Given a contiguous drawing of arbitrary pixels (e.g. on an HTML5 Canvas) is there any algorithm for finding the axis-aligned bounding box that is more efficient than simply looking at every pixel and recording the min/max x/y values?
Just scanline from top left to right and down to get y top,and similar algorithm with different directions for the rest.
Edit by Phrogz:
Here's a pseudo-code implementation. An included optimization ensures that each scan line does not look at pixels covered by an earlier pass:
function boundingBox()
w = getWidth() # Assuming graphics address goes from [0,w)

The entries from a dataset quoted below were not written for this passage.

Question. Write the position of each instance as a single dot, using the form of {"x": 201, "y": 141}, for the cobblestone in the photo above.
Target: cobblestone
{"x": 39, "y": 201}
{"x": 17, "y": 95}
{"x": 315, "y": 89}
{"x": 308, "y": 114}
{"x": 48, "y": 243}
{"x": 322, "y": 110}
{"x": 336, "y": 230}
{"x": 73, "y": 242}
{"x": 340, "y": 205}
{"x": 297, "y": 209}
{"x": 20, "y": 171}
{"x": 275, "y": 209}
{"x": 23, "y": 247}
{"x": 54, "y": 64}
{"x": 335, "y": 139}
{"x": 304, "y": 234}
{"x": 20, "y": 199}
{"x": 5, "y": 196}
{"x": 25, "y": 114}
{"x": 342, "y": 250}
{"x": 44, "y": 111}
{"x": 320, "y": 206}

h = getHeight() # Assuming graphics address goes from [0,h)
for y=h-1 to 0 by -1 # Iterate from last row upwards
for x=w-1 to 0 by -1 # Iterate across the entire row
if pxAt(x,y) then
maxY=y
break # Break out of both loops
if maxY===undefined then # No pixels, no bounding box
return
for x=w-1 to 0 by -1 # Iterate from last column to first
for y=0 to maxY # Iterate down the column, up to maxY
if pxAt(x,y) then
maxX=x
break # Break out of both loops
for x=0 to maxX # Iterate from first column to maxX
for y=0 to maxY # Iterate down the column, up to maxY
if pxAt(x,y) then
minX=x
break # Break out of both loops
for y=0 to maxY # Iterate down the rows, up to maxY
for x=0 to maxX # Iterate across the row, up to maxX
if pxAt(x,y) then
minY=y
break # Break out of both loops
return minX, minY, maxX, maxY
The result (in practice) performs about the same as the brute-force algorithm for a single pixel, and significantly better as the object gets larger.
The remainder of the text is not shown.